第四十二話 第二宮とんで第三宮のふれんず?①

 第一の宮の敵は中々の強敵だった。

 鳳凰幻魔拳や幻朧魔皇拳のような、精神ダメージ系の技ってのは本当に始末が悪い。特に戦いに勝利した後の仲間との空気が悪くなる。

 あれからなんと言うか、俺が話しかけても皆が余所余所しい感じなんだよね。

 そりゃあ無様にも取り乱して女子に対してあんなことを言った俺が悪いけど、なんか余計惨めになるからマジでやめてください。


「つ、次の相手はどういう相手なんだろうな?」

「さあ……どんな敵が来てもこの聖剣の前では関係ないですけどね」


 ローリンに話しかけるが素っ気ない返事が返ってくる。


「ぽ、ぽっぴん? 今日は思う存分魔法を使ってもいいんだぞ?」


 優しく話しかけるのだが返事はない、しかも俺から距離を取って小さい声で「キモ……妊娠するから話しかけんなよ」とか言ってるし。マジ凹む。


「つ、次はソフィリーナが戦ってみるか?」

「童貞が感染るから話しかけないでくれる」


 病気みたいに言うんじゃねえ童貞は感染らねえよ! どうやったら童貞が感染るんですかあ? 逆に教えてくださいっ!

 くっそぉ、こいつらなんなんだよ! 俺はあの変態メイドと戦って精神的にずたぼろにされたってのに、死体を蹴るような真似しやがってぇぇ。


「ああそうかよっ! もういいよビッチどもがああっ! そんなに俺が気持ち悪いかよっ!? だったら本当に気持ち悪い奴になってやるわ! おらあああ乳揉ませろやこのヤリマンビッチどもおおおっ!」


 最早、最低を通り越して最悪の男に成り果てた俺に追い回されて逃げ惑う女ども。おい待てよそんなマジで嫌そうに悲鳴を上げながら逃げるんじゃねえよ。もう死にたい。
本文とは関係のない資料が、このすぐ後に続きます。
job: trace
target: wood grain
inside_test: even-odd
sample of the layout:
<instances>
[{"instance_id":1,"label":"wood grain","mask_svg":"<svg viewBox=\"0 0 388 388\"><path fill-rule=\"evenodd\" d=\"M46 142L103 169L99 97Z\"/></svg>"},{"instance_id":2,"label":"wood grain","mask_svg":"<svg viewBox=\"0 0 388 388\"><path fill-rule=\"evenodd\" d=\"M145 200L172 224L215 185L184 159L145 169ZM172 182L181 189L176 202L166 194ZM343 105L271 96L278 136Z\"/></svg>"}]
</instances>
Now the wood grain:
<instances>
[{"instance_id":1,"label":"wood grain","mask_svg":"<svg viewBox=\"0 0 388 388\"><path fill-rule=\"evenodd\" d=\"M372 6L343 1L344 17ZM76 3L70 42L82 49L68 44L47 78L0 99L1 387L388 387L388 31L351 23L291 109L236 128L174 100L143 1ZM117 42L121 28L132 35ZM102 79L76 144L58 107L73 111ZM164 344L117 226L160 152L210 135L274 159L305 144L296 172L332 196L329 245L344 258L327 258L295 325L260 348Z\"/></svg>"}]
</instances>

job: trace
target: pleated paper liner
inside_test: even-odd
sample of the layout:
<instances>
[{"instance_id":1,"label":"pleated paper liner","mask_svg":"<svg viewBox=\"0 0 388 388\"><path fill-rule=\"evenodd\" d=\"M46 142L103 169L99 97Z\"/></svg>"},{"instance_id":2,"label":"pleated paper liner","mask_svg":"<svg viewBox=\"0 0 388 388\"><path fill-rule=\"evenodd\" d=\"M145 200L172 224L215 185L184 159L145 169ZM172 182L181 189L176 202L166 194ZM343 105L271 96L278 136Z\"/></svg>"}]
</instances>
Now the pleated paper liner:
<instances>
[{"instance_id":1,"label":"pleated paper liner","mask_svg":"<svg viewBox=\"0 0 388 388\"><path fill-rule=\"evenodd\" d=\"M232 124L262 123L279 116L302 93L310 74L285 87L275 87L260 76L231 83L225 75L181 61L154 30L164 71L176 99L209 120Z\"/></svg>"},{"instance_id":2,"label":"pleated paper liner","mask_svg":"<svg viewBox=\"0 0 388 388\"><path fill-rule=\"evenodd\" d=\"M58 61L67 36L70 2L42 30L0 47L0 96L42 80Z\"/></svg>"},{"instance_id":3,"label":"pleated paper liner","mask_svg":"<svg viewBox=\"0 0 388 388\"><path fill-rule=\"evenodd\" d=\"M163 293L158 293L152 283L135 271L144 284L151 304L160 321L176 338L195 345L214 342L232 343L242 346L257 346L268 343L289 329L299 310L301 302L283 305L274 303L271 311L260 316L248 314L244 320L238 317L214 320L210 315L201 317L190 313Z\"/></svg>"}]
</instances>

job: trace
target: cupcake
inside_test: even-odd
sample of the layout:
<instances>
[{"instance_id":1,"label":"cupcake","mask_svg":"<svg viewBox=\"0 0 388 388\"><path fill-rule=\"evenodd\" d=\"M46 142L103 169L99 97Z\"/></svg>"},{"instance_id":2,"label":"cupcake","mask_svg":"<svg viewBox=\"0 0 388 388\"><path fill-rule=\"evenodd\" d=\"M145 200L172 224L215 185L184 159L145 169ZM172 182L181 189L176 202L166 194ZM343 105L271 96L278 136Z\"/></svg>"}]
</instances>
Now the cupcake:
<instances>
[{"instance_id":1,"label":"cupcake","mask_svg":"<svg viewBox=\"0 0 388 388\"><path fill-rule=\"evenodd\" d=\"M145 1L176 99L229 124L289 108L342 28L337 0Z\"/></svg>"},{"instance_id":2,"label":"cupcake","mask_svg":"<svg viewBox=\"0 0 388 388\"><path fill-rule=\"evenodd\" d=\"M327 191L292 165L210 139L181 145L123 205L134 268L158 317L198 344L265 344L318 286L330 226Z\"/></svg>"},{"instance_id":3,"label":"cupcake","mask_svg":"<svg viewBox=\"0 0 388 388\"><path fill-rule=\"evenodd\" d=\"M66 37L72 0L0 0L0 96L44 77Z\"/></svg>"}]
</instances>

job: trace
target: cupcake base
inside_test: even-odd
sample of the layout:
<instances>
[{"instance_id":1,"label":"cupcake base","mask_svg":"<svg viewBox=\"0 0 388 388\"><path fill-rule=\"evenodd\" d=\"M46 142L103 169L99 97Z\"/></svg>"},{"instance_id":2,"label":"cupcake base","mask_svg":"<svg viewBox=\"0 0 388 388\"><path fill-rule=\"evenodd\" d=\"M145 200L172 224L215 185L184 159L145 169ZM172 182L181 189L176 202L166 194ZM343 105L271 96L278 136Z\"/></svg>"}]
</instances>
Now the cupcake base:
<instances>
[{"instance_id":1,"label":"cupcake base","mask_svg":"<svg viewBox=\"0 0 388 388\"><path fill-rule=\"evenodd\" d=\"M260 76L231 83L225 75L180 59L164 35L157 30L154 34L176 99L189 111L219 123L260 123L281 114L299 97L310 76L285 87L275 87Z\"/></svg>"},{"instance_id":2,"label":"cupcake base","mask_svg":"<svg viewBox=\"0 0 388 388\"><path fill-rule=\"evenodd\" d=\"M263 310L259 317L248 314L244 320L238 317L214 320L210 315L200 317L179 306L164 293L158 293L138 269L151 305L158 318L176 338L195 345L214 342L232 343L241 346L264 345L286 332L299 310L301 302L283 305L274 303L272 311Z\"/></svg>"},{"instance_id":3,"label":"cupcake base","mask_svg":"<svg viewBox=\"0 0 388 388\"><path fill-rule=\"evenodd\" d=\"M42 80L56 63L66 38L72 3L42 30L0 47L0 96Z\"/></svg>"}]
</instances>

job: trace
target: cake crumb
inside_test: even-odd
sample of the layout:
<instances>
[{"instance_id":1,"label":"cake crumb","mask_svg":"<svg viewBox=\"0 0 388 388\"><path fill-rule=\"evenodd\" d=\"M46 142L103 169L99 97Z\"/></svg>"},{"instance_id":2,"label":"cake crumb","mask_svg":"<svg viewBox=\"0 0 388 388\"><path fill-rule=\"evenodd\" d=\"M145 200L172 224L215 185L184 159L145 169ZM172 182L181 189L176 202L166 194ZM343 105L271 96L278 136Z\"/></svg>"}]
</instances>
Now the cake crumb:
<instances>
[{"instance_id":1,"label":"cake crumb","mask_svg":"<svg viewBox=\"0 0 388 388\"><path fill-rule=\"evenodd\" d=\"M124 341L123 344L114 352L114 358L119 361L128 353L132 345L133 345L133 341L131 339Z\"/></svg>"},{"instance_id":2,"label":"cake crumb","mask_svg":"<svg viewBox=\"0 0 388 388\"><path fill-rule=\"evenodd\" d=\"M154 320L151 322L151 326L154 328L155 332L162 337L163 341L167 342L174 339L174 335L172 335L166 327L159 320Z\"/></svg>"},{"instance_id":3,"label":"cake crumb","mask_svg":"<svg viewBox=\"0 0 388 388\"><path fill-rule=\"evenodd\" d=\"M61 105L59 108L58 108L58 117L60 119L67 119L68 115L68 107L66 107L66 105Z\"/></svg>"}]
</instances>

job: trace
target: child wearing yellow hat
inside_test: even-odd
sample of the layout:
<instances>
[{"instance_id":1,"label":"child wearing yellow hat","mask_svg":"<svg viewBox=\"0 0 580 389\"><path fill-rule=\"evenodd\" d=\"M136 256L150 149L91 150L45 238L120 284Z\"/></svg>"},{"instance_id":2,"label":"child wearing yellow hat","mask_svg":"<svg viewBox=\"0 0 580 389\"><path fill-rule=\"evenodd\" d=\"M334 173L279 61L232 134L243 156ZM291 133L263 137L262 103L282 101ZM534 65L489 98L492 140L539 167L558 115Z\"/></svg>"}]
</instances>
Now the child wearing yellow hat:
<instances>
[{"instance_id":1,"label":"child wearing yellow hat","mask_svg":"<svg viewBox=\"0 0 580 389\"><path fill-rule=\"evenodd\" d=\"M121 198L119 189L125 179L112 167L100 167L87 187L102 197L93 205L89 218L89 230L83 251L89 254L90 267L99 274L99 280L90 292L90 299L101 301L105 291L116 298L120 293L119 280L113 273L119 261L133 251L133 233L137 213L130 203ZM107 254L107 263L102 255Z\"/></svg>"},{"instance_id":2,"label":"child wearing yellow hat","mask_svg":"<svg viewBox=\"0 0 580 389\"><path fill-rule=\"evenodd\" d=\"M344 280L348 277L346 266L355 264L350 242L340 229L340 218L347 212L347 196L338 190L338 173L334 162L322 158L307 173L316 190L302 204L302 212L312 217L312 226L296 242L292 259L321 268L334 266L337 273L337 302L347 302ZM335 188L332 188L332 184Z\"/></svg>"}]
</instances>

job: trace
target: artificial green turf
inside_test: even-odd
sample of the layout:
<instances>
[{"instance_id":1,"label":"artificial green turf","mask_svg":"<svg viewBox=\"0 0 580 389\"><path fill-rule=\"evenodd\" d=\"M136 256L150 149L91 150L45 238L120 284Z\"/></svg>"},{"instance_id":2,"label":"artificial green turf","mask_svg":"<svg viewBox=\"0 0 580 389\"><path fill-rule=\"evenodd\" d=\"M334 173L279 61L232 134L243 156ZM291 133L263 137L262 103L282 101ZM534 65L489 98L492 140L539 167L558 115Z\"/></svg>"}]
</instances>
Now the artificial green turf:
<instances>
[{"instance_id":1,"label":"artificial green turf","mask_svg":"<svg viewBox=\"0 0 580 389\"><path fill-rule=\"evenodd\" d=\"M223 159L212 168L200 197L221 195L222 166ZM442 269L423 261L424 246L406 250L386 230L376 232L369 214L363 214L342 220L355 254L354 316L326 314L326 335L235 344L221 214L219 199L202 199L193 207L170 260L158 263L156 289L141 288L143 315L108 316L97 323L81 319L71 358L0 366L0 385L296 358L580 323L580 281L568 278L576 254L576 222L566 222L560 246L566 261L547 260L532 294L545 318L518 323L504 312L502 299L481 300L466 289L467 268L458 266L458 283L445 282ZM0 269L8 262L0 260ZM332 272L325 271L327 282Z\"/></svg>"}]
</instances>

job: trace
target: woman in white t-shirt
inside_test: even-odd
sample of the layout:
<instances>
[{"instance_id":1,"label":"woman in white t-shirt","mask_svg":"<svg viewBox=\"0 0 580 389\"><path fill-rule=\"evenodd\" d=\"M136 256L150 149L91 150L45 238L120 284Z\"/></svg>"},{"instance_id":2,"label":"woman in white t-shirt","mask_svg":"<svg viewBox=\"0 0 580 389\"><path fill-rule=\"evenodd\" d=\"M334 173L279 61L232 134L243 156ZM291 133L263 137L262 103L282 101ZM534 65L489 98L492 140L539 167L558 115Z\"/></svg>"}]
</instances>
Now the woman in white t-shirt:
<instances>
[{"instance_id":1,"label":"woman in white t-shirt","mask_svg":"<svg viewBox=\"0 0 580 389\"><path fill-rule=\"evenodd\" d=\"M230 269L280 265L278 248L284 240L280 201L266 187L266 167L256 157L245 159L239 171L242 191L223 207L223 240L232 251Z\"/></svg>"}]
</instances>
 ぎゃあぎゃあ騒ぎながらも次の宮へと到着すると中に入る前に俺は再度確認した。


「おそらく次の相手はパワー系の相手だ」

「なんでそんなことがべんりくんにわかるんですか?」


 ローリンが怪訝顔で俺に尋ねてくる。まあお前らにはわからないだろうがな、流れ的に次はそういう奴なんだよ。わかるやつにはわかるからおまえらは俺の言った通りにしていなさい。


「まあそういうお決まりなんだよ。だからって力ばかりに気を取られていたら足元を掬われるぜ。パワー系だからって動きが遅いとは限らない、逆に奴の拳速を見切ることができなければ苦戦を強いられるだろう」


 俺の言葉に真剣な眼差しで頷くローリン。そこに感心した声で付け加える獣王。


「へぇ、よくわかってるじゃねーかおまえ。魔闘神ってのはなにか一つの技に秀でているだけじゃ務まらないわん。全ての能力が秀でているからこその最強ってことをよく肝に銘じておくわん」



 というわけで、さっそく中に入ってみる。そこに待ち受けていたのは見たことのある奴だった。


「ふははははははは! よく来たな女神一行! もう知っているだろうがもう一度名乗らせてもらう、俺の名はブッチャーハシム! この第二の宮の守護を任された魔闘神の一人だ!」


 大声で笑い、腕組みをしながらその巨躯を豪快に揺さぶり歩いてくる破壊王。


 あいつ四貴死とかいうやつじゃなかったの? 足元を見ると獣王が物凄く渋い顔をしていた。気持ちはわかるよ。

 するとローリンが前に出てブッチャーに向かって宣言する。


「ブッチャーハシム、次の相手はおまえか。なるほど、初めて会った時から獣王とは一味違うと思っていた。いいだろうっ! おまえの相手はこの聖騎士ローリンがしてやるっ!」


 おお! なんかいつもと感じが違うぞ、これは本気モードか? ローリンかっこいいっ!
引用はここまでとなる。